I think I touched on these points, that some things are easy and others are hard for LLMs, in my other post, https://www.lesswrong.com/posts/S2opNN9WgwpGPbyBi/do-llms-dream-of-emergent-sheep

I am not as pessimistic about the future capabilities, and definitely not as sure as you are (hence this post), but I see what you describe as a possibility. Definitely there is a lot of overhang in terms of augmentation: https://www.oneusefulthing.org/p/it-is-starting-to-get-strange

I think "rationally" in the title and "very very very sure" suggest you're looking at this question in slightly the wrong way.

If in fact most futures play out in ways that lead to human extinction, then a high estimate of extinction is correct or "rational"; if most futures don't lead to doom, then a low estimate of doom is correct. This is a fact independent of the public / consensus epistemic state of any relevant scientific fields.

A recent quote from Eliezer on this topic (context / source in the footnotes of this post):

My epistemology is such that it's possible in principle for me to notice that I'm doomed, in worlds which look very doomed, despite the fact that all such possible worlds no matter how doomed they actually are, always contain a chorus of people claiming we're not doomed.

Eliezer also talked a bit about how uncertainty over the right distribution can lead to high probabilities of doom towards the end of the Lunar Society podcast.

This is kind of a strawman / oversimplification of the idea, but: if you're maximally uncertain about the future, you expect with near certainty that the atoms in the solar system end up in a random configuration. Most possible configurations of atoms have no value to humans, so being very uncertain about something and then applying valid deductive reasoning to that uncertainty can lead to arbitrarily high estimates of doom. Of course, this uncertainty is in the map and not the territory; your original uncertainty may be unjustified or incorrect. But the point is, it doesn't really have anything to do with the epistemic state of a particular scientific field.

Also, I don't know of anyone informed who is "very very very sure" of any non-conditional far future predictions. My own overall p(doom) is a "fuzzy" 90%+. There are some conditional probabilities which I would estimate as much closer to 1 or 0 given the right framing, but ~10% uncertainty in my overall model seems like the right amount of epistemic humility / off-model uncertainty / etc. (I'd say 10% seems about equally likely to be too much humility vs. too little, actually.)

If in fact most futures play out in ways that lead to human extinction, then a high estimate of extinction is correct or "rational"; if most futures don't lead to doom, then a low estimate of doom is correct. This is a fact independent of the public / consensus epistemic state of any relevant scientific fields.

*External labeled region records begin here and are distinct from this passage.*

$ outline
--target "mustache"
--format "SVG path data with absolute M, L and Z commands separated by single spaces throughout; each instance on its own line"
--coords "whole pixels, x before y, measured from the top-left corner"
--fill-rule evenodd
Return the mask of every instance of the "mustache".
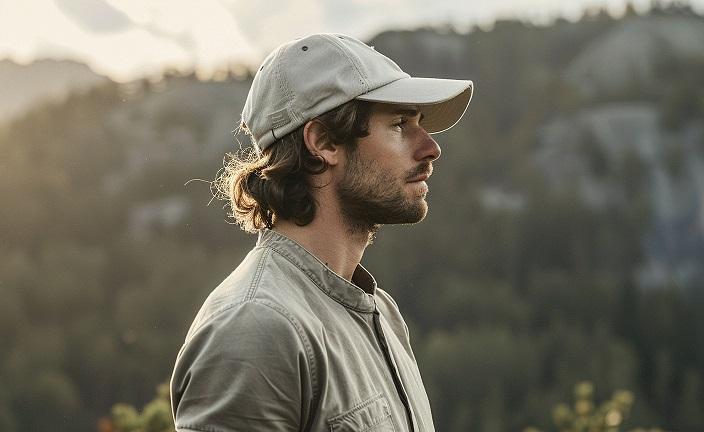
M 417 167 L 408 171 L 406 174 L 406 180 L 411 180 L 422 174 L 428 174 L 428 176 L 433 174 L 433 164 L 431 162 L 421 162 Z

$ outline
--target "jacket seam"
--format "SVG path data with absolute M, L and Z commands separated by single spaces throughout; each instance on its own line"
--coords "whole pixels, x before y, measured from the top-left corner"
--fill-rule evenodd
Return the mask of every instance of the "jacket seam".
M 261 279 L 261 276 L 262 276 L 262 273 L 263 273 L 263 270 L 264 270 L 264 262 L 266 261 L 266 258 L 267 258 L 268 255 L 269 255 L 268 251 L 265 250 L 265 251 L 263 252 L 262 256 L 259 258 L 259 261 L 257 262 L 257 270 L 256 270 L 256 272 L 255 272 L 255 274 L 254 274 L 254 277 L 252 278 L 252 282 L 250 283 L 249 288 L 247 289 L 247 294 L 245 294 L 244 299 L 243 299 L 243 300 L 240 300 L 240 301 L 238 301 L 238 302 L 235 302 L 235 303 L 227 303 L 227 304 L 223 305 L 222 307 L 220 307 L 220 308 L 214 310 L 214 311 L 211 312 L 209 315 L 204 316 L 204 317 L 202 318 L 202 320 L 201 320 L 200 325 L 199 325 L 198 327 L 194 328 L 192 331 L 189 331 L 189 334 L 191 335 L 191 337 L 186 338 L 186 341 L 184 342 L 184 345 L 185 345 L 190 339 L 192 339 L 192 338 L 193 338 L 193 335 L 195 335 L 196 333 L 198 333 L 198 331 L 199 331 L 200 329 L 202 329 L 205 325 L 207 325 L 209 322 L 211 322 L 213 319 L 215 319 L 215 317 L 217 317 L 217 316 L 220 315 L 221 313 L 224 313 L 224 312 L 226 312 L 226 311 L 228 311 L 228 310 L 230 310 L 230 309 L 232 309 L 232 308 L 234 308 L 234 307 L 237 307 L 237 306 L 241 305 L 242 303 L 245 303 L 245 302 L 248 301 L 248 300 L 251 300 L 252 297 L 254 297 L 254 294 L 256 293 L 256 289 L 257 289 L 258 286 L 259 286 L 259 280 Z M 181 347 L 181 349 L 183 349 L 183 346 Z
M 248 303 L 248 302 L 260 304 L 262 306 L 268 307 L 269 309 L 271 309 L 275 312 L 278 312 L 279 315 L 286 318 L 286 320 L 289 323 L 291 323 L 293 328 L 296 329 L 296 333 L 298 334 L 298 338 L 301 340 L 301 343 L 303 344 L 303 348 L 306 350 L 306 356 L 308 357 L 308 363 L 310 366 L 310 381 L 311 381 L 311 386 L 313 387 L 313 401 L 312 401 L 311 405 L 315 406 L 318 401 L 318 397 L 320 396 L 317 394 L 318 393 L 317 392 L 317 389 L 318 389 L 318 368 L 315 364 L 315 357 L 313 356 L 313 347 L 310 343 L 310 340 L 305 335 L 305 332 L 303 331 L 303 328 L 301 327 L 300 323 L 287 309 L 285 309 L 279 305 L 276 305 L 276 304 L 273 304 L 273 303 L 270 303 L 268 301 L 264 301 L 261 299 L 251 299 L 249 301 L 244 301 L 242 303 Z M 306 424 L 310 423 L 310 415 L 311 414 L 309 413 Z
M 232 303 L 232 304 L 228 305 L 227 307 L 222 308 L 219 311 L 213 313 L 209 319 L 215 318 L 217 315 L 220 315 L 221 313 L 224 313 L 232 308 L 241 306 L 246 303 L 255 303 L 255 304 L 259 304 L 259 305 L 268 307 L 269 309 L 273 310 L 274 312 L 276 312 L 279 315 L 281 315 L 282 317 L 284 317 L 286 319 L 286 321 L 288 321 L 293 326 L 293 328 L 296 330 L 296 334 L 298 334 L 298 338 L 300 339 L 301 343 L 303 344 L 303 348 L 306 351 L 306 357 L 307 357 L 308 363 L 310 365 L 310 377 L 311 377 L 310 381 L 311 381 L 311 387 L 313 388 L 313 400 L 311 402 L 311 405 L 315 406 L 317 404 L 317 401 L 318 401 L 318 398 L 320 395 L 318 394 L 318 390 L 317 390 L 318 389 L 318 369 L 315 364 L 315 357 L 313 356 L 313 347 L 310 343 L 310 340 L 305 335 L 303 328 L 301 327 L 298 320 L 296 320 L 296 318 L 288 310 L 286 310 L 285 308 L 280 307 L 278 305 L 272 304 L 268 301 L 253 298 L 253 299 L 249 299 L 249 300 L 242 300 L 237 303 Z M 310 423 L 310 415 L 311 414 L 308 415 L 308 419 L 306 420 L 306 424 Z M 202 431 L 202 432 L 219 432 L 220 431 L 220 429 L 210 428 L 207 426 L 200 427 L 200 426 L 184 425 L 184 426 L 180 426 L 180 427 L 186 428 L 186 429 L 194 429 L 194 430 Z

This seems wrong, or at least incomplete.

Give all the doom outcomes a p or 1/10^10000000000000000000000 and the bliss outcome 1-p. Even with a lot more ways doom occurs it seems we might not worry much about doom actually happening. It's true you might weight the value of doom much higher than bliss so some expected value might work towards your view. But now we need to consider the timing of doom and existential risks unrelated to AI. If someone were to work through all the AI dooms and timing of that doom and come to (sake of argument clearly) is 50 billion years then we have much more to worry about from our Sun than AI.